Gazeteci okuldan mı yetişir, usta - çıraklıktan mı?
Yıllar önce bu tartışılırdı.
Ama bu tartışmanın pek de değeri kalmadı.
Artık biliniyor ki okul, yani eğitim, yüksek eğitim şart, ama pratik de yapmak gerekir, yani usta - çırak münasebeti de yaşanmalı.
Ben yıllar önce Abdi Bey (Abdi İpekçi) tarafından Milliyet'e getirildiğim gün yazı işleri masasının etrafında, yazı işlerinin fiili hakimi Turhan Abi'ye (Turhan Aytul - Deli) rastladım. Şöyle gözlüklerinin üzerinden, gözlerini aça aça sordu;
"nereden geldin?""Üniversiteden", deyince;
"çok enteresan, çok enteresan!.." diye müstehzi bir şekilde dudak bükmüştü...

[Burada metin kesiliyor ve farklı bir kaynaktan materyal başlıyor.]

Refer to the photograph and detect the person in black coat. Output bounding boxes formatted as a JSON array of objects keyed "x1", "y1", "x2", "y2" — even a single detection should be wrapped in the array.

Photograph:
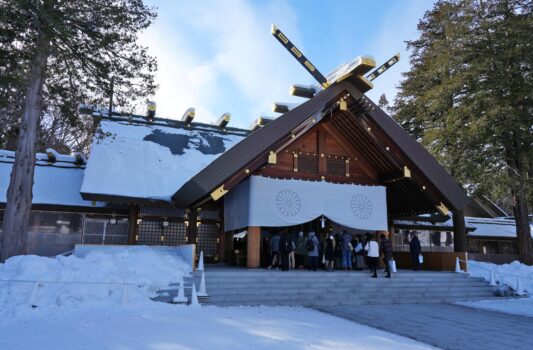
[
  {"x1": 379, "y1": 234, "x2": 393, "y2": 278},
  {"x1": 278, "y1": 230, "x2": 291, "y2": 271},
  {"x1": 324, "y1": 235, "x2": 335, "y2": 271},
  {"x1": 409, "y1": 233, "x2": 422, "y2": 271}
]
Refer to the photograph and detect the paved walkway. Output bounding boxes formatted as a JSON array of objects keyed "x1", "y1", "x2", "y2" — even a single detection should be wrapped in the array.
[{"x1": 317, "y1": 303, "x2": 533, "y2": 350}]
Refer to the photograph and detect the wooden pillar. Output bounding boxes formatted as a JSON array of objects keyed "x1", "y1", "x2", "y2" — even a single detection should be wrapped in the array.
[
  {"x1": 225, "y1": 231, "x2": 234, "y2": 264},
  {"x1": 187, "y1": 208, "x2": 198, "y2": 245},
  {"x1": 453, "y1": 208, "x2": 467, "y2": 252},
  {"x1": 127, "y1": 205, "x2": 138, "y2": 245},
  {"x1": 318, "y1": 128, "x2": 327, "y2": 174},
  {"x1": 247, "y1": 226, "x2": 261, "y2": 268},
  {"x1": 388, "y1": 220, "x2": 395, "y2": 243},
  {"x1": 218, "y1": 229, "x2": 226, "y2": 263}
]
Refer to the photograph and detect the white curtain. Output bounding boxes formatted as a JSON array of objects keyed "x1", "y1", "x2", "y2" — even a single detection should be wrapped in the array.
[{"x1": 224, "y1": 176, "x2": 387, "y2": 232}]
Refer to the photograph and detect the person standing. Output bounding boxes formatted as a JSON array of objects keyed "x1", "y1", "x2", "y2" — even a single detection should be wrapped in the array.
[
  {"x1": 295, "y1": 231, "x2": 307, "y2": 268},
  {"x1": 341, "y1": 230, "x2": 353, "y2": 270},
  {"x1": 410, "y1": 233, "x2": 422, "y2": 271},
  {"x1": 324, "y1": 234, "x2": 335, "y2": 271},
  {"x1": 279, "y1": 230, "x2": 290, "y2": 271},
  {"x1": 306, "y1": 231, "x2": 320, "y2": 271},
  {"x1": 288, "y1": 231, "x2": 296, "y2": 270},
  {"x1": 353, "y1": 236, "x2": 365, "y2": 270},
  {"x1": 334, "y1": 232, "x2": 343, "y2": 269},
  {"x1": 365, "y1": 235, "x2": 380, "y2": 278},
  {"x1": 267, "y1": 231, "x2": 280, "y2": 270},
  {"x1": 380, "y1": 234, "x2": 393, "y2": 278}
]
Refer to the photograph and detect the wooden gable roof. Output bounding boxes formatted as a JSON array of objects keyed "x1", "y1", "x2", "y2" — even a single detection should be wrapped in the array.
[{"x1": 172, "y1": 81, "x2": 469, "y2": 217}]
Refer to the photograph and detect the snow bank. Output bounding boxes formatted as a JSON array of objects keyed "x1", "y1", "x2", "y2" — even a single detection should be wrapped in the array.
[
  {"x1": 468, "y1": 260, "x2": 533, "y2": 294},
  {"x1": 0, "y1": 246, "x2": 191, "y2": 318},
  {"x1": 459, "y1": 260, "x2": 533, "y2": 317}
]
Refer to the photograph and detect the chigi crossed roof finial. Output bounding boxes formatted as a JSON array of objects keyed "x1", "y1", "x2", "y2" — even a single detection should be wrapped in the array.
[{"x1": 271, "y1": 24, "x2": 400, "y2": 97}]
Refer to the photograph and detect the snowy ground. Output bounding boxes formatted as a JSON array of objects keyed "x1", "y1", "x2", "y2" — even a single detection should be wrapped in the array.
[
  {"x1": 459, "y1": 260, "x2": 533, "y2": 317},
  {"x1": 0, "y1": 248, "x2": 438, "y2": 350},
  {"x1": 0, "y1": 304, "x2": 437, "y2": 350}
]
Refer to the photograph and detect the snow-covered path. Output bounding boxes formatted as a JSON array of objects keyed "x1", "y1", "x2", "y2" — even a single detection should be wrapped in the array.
[{"x1": 0, "y1": 304, "x2": 436, "y2": 350}]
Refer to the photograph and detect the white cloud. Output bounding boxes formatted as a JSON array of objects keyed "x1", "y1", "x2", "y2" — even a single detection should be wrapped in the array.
[
  {"x1": 140, "y1": 0, "x2": 434, "y2": 126},
  {"x1": 140, "y1": 0, "x2": 309, "y2": 128}
]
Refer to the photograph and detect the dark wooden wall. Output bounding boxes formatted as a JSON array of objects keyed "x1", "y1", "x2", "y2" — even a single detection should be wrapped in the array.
[{"x1": 256, "y1": 122, "x2": 379, "y2": 185}]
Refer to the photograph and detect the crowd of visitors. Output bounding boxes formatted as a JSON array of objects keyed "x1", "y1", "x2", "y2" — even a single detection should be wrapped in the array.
[{"x1": 265, "y1": 229, "x2": 416, "y2": 278}]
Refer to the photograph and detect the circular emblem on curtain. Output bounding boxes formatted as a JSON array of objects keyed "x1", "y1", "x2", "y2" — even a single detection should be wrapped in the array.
[
  {"x1": 275, "y1": 189, "x2": 301, "y2": 217},
  {"x1": 351, "y1": 194, "x2": 373, "y2": 219}
]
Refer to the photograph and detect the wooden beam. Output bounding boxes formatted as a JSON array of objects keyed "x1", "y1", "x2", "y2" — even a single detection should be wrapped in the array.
[
  {"x1": 379, "y1": 167, "x2": 411, "y2": 183},
  {"x1": 187, "y1": 208, "x2": 198, "y2": 245},
  {"x1": 128, "y1": 205, "x2": 138, "y2": 245},
  {"x1": 318, "y1": 127, "x2": 327, "y2": 174},
  {"x1": 247, "y1": 226, "x2": 261, "y2": 268},
  {"x1": 453, "y1": 208, "x2": 467, "y2": 252}
]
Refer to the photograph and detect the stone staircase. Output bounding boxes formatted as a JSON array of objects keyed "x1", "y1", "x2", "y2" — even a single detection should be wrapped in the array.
[{"x1": 154, "y1": 267, "x2": 506, "y2": 306}]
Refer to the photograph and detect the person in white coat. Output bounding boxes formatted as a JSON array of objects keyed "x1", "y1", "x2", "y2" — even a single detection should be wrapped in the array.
[{"x1": 365, "y1": 235, "x2": 380, "y2": 278}]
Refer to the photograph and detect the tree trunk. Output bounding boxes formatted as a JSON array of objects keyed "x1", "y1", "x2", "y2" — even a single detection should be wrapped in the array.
[
  {"x1": 0, "y1": 30, "x2": 50, "y2": 262},
  {"x1": 512, "y1": 181, "x2": 532, "y2": 265}
]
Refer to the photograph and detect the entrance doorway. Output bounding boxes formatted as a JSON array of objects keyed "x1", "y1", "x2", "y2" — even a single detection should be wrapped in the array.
[{"x1": 256, "y1": 217, "x2": 379, "y2": 269}]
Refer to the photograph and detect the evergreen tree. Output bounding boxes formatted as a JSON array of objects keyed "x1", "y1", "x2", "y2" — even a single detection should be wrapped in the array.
[
  {"x1": 394, "y1": 0, "x2": 532, "y2": 264},
  {"x1": 378, "y1": 93, "x2": 391, "y2": 114},
  {"x1": 0, "y1": 0, "x2": 157, "y2": 261}
]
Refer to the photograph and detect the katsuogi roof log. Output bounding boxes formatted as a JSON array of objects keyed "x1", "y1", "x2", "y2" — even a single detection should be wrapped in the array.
[
  {"x1": 216, "y1": 113, "x2": 231, "y2": 128},
  {"x1": 181, "y1": 108, "x2": 195, "y2": 123},
  {"x1": 290, "y1": 84, "x2": 316, "y2": 98}
]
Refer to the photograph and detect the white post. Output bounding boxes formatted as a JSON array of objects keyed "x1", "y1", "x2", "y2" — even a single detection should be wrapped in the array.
[
  {"x1": 455, "y1": 257, "x2": 462, "y2": 273},
  {"x1": 121, "y1": 284, "x2": 128, "y2": 305},
  {"x1": 516, "y1": 276, "x2": 524, "y2": 296},
  {"x1": 489, "y1": 270, "x2": 496, "y2": 286},
  {"x1": 198, "y1": 251, "x2": 204, "y2": 271},
  {"x1": 28, "y1": 282, "x2": 40, "y2": 307},
  {"x1": 190, "y1": 283, "x2": 200, "y2": 307},
  {"x1": 197, "y1": 270, "x2": 208, "y2": 297},
  {"x1": 173, "y1": 278, "x2": 188, "y2": 304}
]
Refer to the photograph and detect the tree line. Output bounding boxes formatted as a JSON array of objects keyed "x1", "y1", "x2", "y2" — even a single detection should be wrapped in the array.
[
  {"x1": 0, "y1": 0, "x2": 157, "y2": 261},
  {"x1": 385, "y1": 0, "x2": 532, "y2": 264}
]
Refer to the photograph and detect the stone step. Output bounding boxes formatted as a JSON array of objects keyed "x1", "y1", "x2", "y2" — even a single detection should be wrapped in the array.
[
  {"x1": 204, "y1": 279, "x2": 484, "y2": 287},
  {"x1": 203, "y1": 282, "x2": 489, "y2": 291},
  {"x1": 207, "y1": 289, "x2": 497, "y2": 300},
  {"x1": 159, "y1": 269, "x2": 501, "y2": 306},
  {"x1": 203, "y1": 289, "x2": 496, "y2": 298},
  {"x1": 204, "y1": 275, "x2": 484, "y2": 282},
  {"x1": 206, "y1": 294, "x2": 502, "y2": 307}
]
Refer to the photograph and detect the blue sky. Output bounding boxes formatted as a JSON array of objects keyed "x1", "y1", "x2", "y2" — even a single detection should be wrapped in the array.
[{"x1": 141, "y1": 0, "x2": 435, "y2": 128}]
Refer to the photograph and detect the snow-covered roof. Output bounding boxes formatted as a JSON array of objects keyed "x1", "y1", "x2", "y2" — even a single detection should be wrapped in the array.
[
  {"x1": 81, "y1": 117, "x2": 248, "y2": 203},
  {"x1": 0, "y1": 150, "x2": 105, "y2": 208},
  {"x1": 394, "y1": 215, "x2": 533, "y2": 239},
  {"x1": 466, "y1": 217, "x2": 533, "y2": 238}
]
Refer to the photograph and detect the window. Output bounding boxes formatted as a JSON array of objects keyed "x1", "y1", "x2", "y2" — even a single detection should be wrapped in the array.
[
  {"x1": 29, "y1": 212, "x2": 82, "y2": 234},
  {"x1": 297, "y1": 155, "x2": 318, "y2": 173},
  {"x1": 327, "y1": 158, "x2": 345, "y2": 176},
  {"x1": 393, "y1": 229, "x2": 454, "y2": 252},
  {"x1": 197, "y1": 223, "x2": 219, "y2": 257}
]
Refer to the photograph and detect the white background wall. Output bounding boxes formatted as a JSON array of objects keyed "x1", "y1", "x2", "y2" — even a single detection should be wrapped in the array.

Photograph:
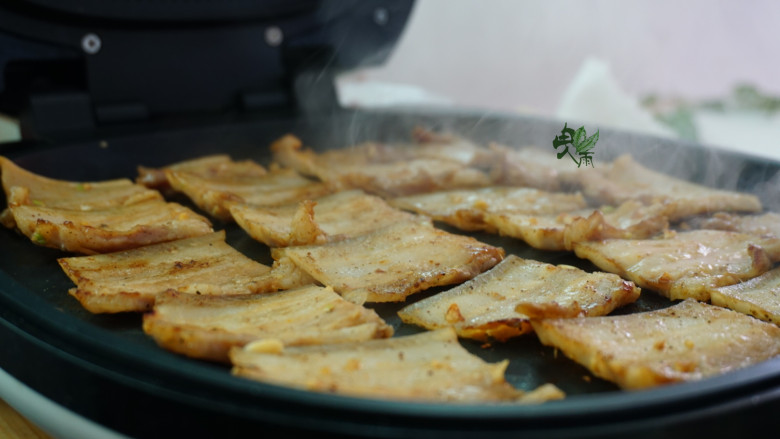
[{"x1": 341, "y1": 0, "x2": 780, "y2": 115}]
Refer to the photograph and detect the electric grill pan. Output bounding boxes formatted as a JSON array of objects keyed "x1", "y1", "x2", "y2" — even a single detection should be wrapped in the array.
[
  {"x1": 3, "y1": 109, "x2": 780, "y2": 438},
  {"x1": 2, "y1": 2, "x2": 780, "y2": 438}
]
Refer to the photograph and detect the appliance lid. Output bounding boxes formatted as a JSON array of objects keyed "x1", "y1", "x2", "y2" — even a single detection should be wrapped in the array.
[{"x1": 0, "y1": 0, "x2": 415, "y2": 141}]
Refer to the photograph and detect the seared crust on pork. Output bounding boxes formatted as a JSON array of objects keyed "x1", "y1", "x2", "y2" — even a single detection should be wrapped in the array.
[
  {"x1": 399, "y1": 255, "x2": 640, "y2": 341},
  {"x1": 484, "y1": 200, "x2": 670, "y2": 251},
  {"x1": 575, "y1": 154, "x2": 762, "y2": 220},
  {"x1": 165, "y1": 165, "x2": 331, "y2": 222},
  {"x1": 390, "y1": 187, "x2": 586, "y2": 232},
  {"x1": 1, "y1": 155, "x2": 162, "y2": 212},
  {"x1": 10, "y1": 198, "x2": 212, "y2": 254},
  {"x1": 573, "y1": 230, "x2": 777, "y2": 301},
  {"x1": 709, "y1": 267, "x2": 780, "y2": 325},
  {"x1": 136, "y1": 154, "x2": 262, "y2": 191},
  {"x1": 687, "y1": 211, "x2": 780, "y2": 260},
  {"x1": 230, "y1": 327, "x2": 565, "y2": 403},
  {"x1": 270, "y1": 134, "x2": 491, "y2": 198},
  {"x1": 486, "y1": 144, "x2": 590, "y2": 191},
  {"x1": 59, "y1": 231, "x2": 273, "y2": 313},
  {"x1": 143, "y1": 285, "x2": 393, "y2": 362},
  {"x1": 230, "y1": 189, "x2": 418, "y2": 247},
  {"x1": 273, "y1": 219, "x2": 504, "y2": 304},
  {"x1": 1, "y1": 155, "x2": 162, "y2": 230},
  {"x1": 531, "y1": 299, "x2": 780, "y2": 389}
]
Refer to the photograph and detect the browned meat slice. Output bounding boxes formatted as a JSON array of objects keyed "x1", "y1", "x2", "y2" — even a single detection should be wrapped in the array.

O günler geçti; lise mezunları, sonra üniversite mezunları, hatta iki fakülte bitirenler, bir dil bilenler, iki dil bilenler ve master, doktora yapanlar.
Hem medyada teknoloji olağanüstü hızla ilerledi, hem de çalışan insan kalitesi yükseldi.
Konfederasyonla federasyonu karıştıranların bulunduğu bir bilgi eğitim düzeyli yapıdan, bugün en eğitimli, bilgili, görgülü, cesur kadrolara sahip bir medya dünyasına vardık, hem de kısa sayılacak bir sürede.
Bu medyada devrimdir.
Belki de pek farkında olmadığımız, bir sessiz devrim.
* * *
AYDIN Bey (Aydın Doğan) eğitime önem veren bir kişi.
Türkiye'nin dört yanında yaptırdığı okullar meydanda.
Onun mesleki eğitime verdiği önemi de biliyoruz.
Aydın Bey,
"İyi yetişmiş insan gücü, sadece kurumlar için değil ülkeler için de en büyük zenginliktir.Gazeteciler artık mesleğin evrensel kurallarının yanı sıra teknolojik açıdan da çok donanımlı olmak zorundalar" diyor.
Bu düşüncelerle geçen yıl
"Aydın Doğan Anadolu İletişim Meslek Lisesi"nin açılışı yapılmıştı.
Hafta sonu da Aydın Bey Türkiye çapında önemli bir girişime imzasını attı.
Boğaziçi Üniversitesi bünyesinde faaliyete geçecek olan
"Aydın Doğan İletişim Enstitüsü"nün bir bakıma temel atma töreni de sayılabilecek olan tanıtımı yapıldı.
Enstitü, milyonlarca dolar harcanarak, önümüzdeki öğretim yılına yetiştirilecek ve öğretime geçilecek.
Burada, lisans eğitimi almış, iyi yabancı dil bilen üniversite mezunlarına lisansüstü eğitim, yani master ve doktora eğitimi verilerek medyaya kaliteli eleman yetiştirilecek.
Enstitüde; hizmet içi eğitim ve sürekli eğitim faaliyetleri ve programlarıyla, medya çalışanlarına yeni bilgiler ve gelişmeler aktarılacak, akademik ortamda onların ufukları genişletilerek, kendilerini yenilemelerine imkan sağlanacak.
Medya ve iletişim alanlarında özgün ve bağımsız araştırmalar yapılarak, Türkiye'nin sorunlarına bilimsel bir bakış açısı getirirken, uluslararası araştırmalara da katkıda bulunulacak.
* * *
"HUKUK"la beraber
"gazetecilik enstitüsü"nde de okudum, mezun oldum. O sürede Abdi İpekçi, Ecvet Güresin ve Cevat Fehmi Başkut'un asistanlığını yaptım. Milliyet'te çalıştım. 10 - 15 yıl çeşitli meslek dersleri verdim.
Yani; teoriyle pratiği yıllarca bir arada yaşadım.
Ne mesleğimiz için üniversite eğitiminin gerekliliğini inkar edebilirim, ne de ustalarımın gerekliliğini.
Ama yüksek eğitim ilk öncelik. O yoksa, yalnız
"usta - çırak" deneyimiyle bu mesleğin çağdaş ölçülerde icra edilemeyeceğini artık kabul etmek gerekiyor.
Bu açıdan, Aydın Bey'in Boğaziçi Üniversitesi'yle başlattığı atılımın örnek olmasını, yayılmasını dilemek gerekiyor.